External stakeholders

As the mining industry grows globally, companies are being forced to become more accountable to a wider array of stakeholders, according to a global survey by Amsterdam-based KPMG International.

Forty-eight per cent of the companies polled recognized external groups as stakeholders, and 35% said they were actually changing the way they do business because of these stakeholders.

The report, titled Mining — A Survey of Global Reporting Trends, is based on the responses of 40 large mining companies, in Australia, Canada, South Africa, the U.K. and the U.S.

Stakeholders include shareholders, customers, environmental agencies, indigenous communities, and suppliers of employees. The needs of these groups often conflict with the demands and expectations of mining companies.

Given these external pressures, mining executives are faced with two concerns: the broadening of social responsibilities, such as the environment and local communities; and financially driven business risks, such as commodity prices and foreign exchange.

The survey found that, in their annual reports, 98% of companies reported on environmental issues, while 85% reported on local communities.
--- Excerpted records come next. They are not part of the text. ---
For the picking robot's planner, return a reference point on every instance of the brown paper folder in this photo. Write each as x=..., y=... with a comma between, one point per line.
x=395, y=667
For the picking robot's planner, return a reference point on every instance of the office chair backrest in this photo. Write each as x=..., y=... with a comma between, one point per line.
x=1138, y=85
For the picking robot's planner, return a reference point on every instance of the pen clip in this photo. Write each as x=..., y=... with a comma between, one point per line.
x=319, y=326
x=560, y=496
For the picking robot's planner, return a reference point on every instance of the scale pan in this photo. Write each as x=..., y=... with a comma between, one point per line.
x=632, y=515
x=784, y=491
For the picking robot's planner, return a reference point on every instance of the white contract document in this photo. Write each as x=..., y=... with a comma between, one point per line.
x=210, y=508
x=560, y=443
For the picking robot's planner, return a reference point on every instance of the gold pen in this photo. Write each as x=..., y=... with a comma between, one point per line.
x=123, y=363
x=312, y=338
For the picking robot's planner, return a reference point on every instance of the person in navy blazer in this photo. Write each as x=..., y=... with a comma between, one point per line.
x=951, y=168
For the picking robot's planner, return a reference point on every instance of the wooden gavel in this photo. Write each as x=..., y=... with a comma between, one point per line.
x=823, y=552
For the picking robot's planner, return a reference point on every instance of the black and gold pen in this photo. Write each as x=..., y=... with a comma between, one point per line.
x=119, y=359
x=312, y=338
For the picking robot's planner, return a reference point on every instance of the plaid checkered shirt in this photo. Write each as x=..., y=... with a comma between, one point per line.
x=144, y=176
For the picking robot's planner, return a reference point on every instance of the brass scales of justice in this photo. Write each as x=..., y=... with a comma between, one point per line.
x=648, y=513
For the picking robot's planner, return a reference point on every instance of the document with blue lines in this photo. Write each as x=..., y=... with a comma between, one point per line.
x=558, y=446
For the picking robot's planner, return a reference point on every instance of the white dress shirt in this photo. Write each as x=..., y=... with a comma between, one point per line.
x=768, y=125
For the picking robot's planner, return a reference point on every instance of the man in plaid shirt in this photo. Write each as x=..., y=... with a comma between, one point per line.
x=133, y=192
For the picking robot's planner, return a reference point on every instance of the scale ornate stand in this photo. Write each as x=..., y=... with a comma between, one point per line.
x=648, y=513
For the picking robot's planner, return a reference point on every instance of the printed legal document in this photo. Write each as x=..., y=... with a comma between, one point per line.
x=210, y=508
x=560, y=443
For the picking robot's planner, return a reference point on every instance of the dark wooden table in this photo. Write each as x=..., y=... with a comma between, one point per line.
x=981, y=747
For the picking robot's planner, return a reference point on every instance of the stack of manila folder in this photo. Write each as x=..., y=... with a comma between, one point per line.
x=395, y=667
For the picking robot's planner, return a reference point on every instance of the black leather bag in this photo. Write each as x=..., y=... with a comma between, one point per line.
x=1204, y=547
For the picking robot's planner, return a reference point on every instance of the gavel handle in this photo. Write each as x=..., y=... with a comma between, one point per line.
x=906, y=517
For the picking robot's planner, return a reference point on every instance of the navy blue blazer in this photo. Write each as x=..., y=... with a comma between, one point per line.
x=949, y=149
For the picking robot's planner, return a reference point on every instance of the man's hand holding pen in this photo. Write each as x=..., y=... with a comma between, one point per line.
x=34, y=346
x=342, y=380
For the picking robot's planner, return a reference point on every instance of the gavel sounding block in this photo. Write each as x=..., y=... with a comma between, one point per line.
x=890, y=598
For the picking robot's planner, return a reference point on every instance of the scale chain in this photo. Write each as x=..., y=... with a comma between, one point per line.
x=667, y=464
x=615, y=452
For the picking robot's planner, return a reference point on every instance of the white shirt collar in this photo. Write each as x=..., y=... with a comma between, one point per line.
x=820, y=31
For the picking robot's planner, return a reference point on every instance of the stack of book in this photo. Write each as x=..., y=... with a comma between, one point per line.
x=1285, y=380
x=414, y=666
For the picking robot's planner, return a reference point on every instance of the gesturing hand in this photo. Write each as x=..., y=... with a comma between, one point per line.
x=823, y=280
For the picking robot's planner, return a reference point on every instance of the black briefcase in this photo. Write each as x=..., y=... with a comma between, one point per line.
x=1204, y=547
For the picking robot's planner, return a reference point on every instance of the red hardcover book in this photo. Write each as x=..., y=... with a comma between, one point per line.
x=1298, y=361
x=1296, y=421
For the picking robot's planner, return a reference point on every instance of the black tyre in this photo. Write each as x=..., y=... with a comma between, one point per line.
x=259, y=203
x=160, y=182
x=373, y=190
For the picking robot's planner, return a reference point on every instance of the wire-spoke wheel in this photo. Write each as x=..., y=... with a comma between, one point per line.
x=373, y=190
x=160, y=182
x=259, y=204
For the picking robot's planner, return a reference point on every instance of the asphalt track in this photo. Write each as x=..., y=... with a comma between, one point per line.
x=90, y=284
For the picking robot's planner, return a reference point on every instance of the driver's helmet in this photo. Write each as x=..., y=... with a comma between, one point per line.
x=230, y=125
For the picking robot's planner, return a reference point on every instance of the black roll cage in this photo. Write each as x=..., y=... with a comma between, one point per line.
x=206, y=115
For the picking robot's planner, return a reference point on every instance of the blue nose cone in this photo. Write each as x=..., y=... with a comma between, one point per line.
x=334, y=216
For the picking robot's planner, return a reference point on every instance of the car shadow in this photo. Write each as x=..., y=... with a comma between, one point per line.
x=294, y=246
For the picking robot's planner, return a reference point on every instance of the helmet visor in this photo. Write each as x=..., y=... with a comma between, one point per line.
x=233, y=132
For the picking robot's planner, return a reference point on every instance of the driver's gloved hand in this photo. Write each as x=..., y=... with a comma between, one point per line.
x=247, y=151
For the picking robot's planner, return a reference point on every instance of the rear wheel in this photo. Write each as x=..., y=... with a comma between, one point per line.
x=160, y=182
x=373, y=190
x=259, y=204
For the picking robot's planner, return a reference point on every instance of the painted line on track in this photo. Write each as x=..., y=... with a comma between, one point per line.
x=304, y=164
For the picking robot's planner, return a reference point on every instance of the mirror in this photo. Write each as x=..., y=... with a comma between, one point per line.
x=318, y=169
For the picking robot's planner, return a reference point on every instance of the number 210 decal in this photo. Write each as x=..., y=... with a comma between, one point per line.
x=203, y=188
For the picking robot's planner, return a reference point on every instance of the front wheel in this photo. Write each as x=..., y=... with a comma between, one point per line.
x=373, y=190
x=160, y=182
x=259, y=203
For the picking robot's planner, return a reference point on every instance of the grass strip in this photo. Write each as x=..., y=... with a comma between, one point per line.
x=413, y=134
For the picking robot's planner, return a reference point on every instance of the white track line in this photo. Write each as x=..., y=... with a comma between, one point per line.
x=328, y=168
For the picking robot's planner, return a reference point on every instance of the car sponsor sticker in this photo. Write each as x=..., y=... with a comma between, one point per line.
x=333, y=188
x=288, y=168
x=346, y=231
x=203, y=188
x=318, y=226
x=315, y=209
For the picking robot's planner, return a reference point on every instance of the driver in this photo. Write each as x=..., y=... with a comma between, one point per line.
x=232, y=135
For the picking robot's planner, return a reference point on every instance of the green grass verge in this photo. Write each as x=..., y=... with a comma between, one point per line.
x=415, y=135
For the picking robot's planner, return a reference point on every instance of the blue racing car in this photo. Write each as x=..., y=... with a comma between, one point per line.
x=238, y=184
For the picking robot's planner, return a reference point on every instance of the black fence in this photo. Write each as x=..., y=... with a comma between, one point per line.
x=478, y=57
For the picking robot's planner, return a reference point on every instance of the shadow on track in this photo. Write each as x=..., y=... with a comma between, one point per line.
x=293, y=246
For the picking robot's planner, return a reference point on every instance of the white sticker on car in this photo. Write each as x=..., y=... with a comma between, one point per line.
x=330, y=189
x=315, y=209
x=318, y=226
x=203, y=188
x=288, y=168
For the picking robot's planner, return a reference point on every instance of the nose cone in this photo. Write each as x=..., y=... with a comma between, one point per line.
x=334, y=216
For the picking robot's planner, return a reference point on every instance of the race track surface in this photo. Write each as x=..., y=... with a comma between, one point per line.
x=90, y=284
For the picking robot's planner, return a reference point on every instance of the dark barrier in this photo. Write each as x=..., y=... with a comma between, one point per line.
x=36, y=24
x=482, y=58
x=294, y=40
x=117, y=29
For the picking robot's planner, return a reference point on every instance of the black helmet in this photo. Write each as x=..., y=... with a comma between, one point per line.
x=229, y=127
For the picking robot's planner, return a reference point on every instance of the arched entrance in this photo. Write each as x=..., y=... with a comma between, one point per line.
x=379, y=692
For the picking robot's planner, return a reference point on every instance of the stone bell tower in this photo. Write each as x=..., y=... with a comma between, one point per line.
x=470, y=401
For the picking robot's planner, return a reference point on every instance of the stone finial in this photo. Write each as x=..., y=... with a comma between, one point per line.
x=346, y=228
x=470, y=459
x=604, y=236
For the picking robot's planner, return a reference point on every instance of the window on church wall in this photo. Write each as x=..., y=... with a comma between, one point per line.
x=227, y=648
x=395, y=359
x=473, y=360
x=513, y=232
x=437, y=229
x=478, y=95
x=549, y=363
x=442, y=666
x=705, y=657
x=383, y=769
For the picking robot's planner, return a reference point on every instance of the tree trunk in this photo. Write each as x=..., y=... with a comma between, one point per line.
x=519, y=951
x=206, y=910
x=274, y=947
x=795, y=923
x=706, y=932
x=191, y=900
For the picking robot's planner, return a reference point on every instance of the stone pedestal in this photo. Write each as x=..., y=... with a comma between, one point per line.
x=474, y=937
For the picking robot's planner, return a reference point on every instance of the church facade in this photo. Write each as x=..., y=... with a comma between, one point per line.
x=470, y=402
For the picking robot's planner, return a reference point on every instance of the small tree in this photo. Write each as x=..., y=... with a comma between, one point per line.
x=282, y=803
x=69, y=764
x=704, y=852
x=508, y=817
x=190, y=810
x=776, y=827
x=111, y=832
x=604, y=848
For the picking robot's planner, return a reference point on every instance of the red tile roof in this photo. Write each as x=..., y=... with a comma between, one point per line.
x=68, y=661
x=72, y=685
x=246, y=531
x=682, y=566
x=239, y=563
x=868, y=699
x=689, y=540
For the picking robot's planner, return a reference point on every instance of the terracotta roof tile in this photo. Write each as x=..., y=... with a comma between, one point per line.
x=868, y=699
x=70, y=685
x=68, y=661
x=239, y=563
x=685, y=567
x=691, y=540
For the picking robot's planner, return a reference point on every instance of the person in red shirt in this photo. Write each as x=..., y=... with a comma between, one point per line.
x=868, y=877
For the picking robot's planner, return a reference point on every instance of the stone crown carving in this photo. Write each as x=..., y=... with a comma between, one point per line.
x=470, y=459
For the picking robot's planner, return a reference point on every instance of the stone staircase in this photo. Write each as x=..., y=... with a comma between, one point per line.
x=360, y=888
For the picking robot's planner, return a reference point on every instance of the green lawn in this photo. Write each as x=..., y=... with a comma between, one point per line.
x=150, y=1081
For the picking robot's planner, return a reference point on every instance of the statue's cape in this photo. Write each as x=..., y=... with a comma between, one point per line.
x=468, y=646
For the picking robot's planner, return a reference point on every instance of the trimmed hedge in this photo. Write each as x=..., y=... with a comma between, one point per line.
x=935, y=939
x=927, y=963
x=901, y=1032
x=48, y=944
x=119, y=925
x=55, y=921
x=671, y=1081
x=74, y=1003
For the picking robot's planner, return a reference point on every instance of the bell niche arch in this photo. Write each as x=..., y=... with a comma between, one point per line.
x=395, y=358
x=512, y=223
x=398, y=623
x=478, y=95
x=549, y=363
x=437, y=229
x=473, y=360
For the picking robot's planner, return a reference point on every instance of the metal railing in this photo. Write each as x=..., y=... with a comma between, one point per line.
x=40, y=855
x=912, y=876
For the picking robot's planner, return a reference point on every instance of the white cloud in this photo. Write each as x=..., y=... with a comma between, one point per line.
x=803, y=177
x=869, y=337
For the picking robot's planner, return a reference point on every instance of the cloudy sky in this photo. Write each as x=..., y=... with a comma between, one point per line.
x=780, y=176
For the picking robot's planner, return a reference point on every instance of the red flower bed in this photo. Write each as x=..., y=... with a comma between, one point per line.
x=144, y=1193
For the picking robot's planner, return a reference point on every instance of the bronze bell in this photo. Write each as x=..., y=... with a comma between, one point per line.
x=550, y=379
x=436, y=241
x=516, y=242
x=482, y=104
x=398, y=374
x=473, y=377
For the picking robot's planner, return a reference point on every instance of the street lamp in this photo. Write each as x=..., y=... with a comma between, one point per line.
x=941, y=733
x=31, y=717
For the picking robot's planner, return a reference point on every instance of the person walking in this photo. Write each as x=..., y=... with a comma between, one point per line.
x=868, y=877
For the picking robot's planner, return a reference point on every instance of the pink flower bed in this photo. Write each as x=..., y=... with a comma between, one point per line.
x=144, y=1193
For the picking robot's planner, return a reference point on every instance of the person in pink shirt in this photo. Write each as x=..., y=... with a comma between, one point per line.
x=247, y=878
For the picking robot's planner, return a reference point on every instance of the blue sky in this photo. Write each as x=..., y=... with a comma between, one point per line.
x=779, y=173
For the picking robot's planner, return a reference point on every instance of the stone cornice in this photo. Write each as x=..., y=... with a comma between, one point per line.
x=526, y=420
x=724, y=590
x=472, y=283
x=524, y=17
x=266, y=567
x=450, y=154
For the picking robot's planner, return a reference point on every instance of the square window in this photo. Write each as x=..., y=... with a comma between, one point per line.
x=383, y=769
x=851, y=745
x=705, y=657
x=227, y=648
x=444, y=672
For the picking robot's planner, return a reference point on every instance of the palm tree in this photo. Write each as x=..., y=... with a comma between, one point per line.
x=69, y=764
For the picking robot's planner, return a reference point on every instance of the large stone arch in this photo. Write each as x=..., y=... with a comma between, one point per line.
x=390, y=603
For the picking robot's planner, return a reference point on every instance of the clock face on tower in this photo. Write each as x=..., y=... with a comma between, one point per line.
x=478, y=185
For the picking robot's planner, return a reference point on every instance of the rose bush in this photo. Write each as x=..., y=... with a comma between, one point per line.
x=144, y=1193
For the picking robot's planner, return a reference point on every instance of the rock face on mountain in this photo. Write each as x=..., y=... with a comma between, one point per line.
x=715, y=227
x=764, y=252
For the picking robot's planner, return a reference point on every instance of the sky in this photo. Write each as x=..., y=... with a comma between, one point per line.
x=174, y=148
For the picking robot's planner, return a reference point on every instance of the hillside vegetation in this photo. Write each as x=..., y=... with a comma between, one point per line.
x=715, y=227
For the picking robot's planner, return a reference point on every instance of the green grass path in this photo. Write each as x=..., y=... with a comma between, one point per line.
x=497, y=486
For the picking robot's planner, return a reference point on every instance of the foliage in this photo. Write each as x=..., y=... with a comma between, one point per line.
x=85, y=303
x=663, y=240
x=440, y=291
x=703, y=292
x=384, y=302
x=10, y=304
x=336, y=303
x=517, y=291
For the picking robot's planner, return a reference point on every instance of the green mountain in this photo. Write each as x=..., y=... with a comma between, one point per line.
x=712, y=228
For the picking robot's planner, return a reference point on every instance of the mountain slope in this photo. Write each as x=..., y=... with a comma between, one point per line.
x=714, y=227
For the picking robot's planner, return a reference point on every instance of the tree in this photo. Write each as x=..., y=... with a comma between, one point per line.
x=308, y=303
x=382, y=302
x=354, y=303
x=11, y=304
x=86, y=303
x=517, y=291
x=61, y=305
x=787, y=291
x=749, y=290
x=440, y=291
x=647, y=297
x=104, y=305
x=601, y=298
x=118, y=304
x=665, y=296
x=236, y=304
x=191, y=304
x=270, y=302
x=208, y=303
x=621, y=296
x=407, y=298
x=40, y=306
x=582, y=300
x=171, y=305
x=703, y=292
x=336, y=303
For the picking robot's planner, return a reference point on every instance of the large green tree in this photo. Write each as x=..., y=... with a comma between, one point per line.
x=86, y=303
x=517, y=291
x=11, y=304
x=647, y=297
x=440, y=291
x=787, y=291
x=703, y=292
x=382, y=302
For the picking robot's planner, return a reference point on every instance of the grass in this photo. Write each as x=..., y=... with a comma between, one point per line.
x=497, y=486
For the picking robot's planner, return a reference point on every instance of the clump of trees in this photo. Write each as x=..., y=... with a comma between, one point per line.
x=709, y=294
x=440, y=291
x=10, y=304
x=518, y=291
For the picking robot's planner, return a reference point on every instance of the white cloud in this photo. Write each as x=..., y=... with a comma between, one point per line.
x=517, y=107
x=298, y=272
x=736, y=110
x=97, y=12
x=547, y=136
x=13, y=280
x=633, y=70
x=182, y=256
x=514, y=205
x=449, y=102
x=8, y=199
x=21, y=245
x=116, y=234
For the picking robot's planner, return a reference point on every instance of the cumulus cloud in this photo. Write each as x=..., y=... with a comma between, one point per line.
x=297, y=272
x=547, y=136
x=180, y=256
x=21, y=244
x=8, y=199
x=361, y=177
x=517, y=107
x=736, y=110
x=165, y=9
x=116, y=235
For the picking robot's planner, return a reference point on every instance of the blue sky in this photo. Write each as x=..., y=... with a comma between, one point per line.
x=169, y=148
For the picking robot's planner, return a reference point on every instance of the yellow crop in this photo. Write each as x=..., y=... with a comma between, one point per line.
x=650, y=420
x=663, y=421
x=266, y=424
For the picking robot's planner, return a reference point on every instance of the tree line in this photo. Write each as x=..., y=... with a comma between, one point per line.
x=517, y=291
Also, all the companies surveyed discussed commodity prices, and 83% referred to foreign exchange.

The reporting process begins by issuing a “mission statement”; quantitative and financial data are taken into account; goals are stated; and the company finally produces a report, verified by a third party.

“There is still more to be done,” says Lee Hodgkinson, KPMG’s national mining director. “Without established systems for measuring performance, particularly for social issues, a company may not earn its ‘social licence’ to operate.”

Ninety per cent of the companies included reserve estimates, 42% stated goals and strategies for outlining reserves, 25% linked their exploration work to the impact on reserves, and 10% indicated that their reserves were independently audited.

A mining company’s ability to raise equity remains a top priority, and, increasingly, companies around the world are reacting to the dominant position of the U.S. capital markets. For example, while only a fifth of the companies surveyed are based in the U.S., two thirds trade securities or debt there, in accordance with generally accepted accounting principles (GAAP) in the U.S.

“The U.S. capital market is so significant that we even found examples of non-U.S.-based companies that are not listed on the U.S. exchanges using U.S. GAAP,” says Hodgkinson. “The reason is that they know they have U.S.-based shareholders.”

The survey includes a financial accounting section that contrasts U.S. GAAP with Australian, Canadian, South African and British GAAP. Findings on non-financial reporting include examples of unusual disclosures in exploration, operations, environmental management and social responsibility.

Forty-eight per cent of the companies polled recognized external groups as stakeholders, and 35% said they were actually changing the way they do business because of these stakeholders.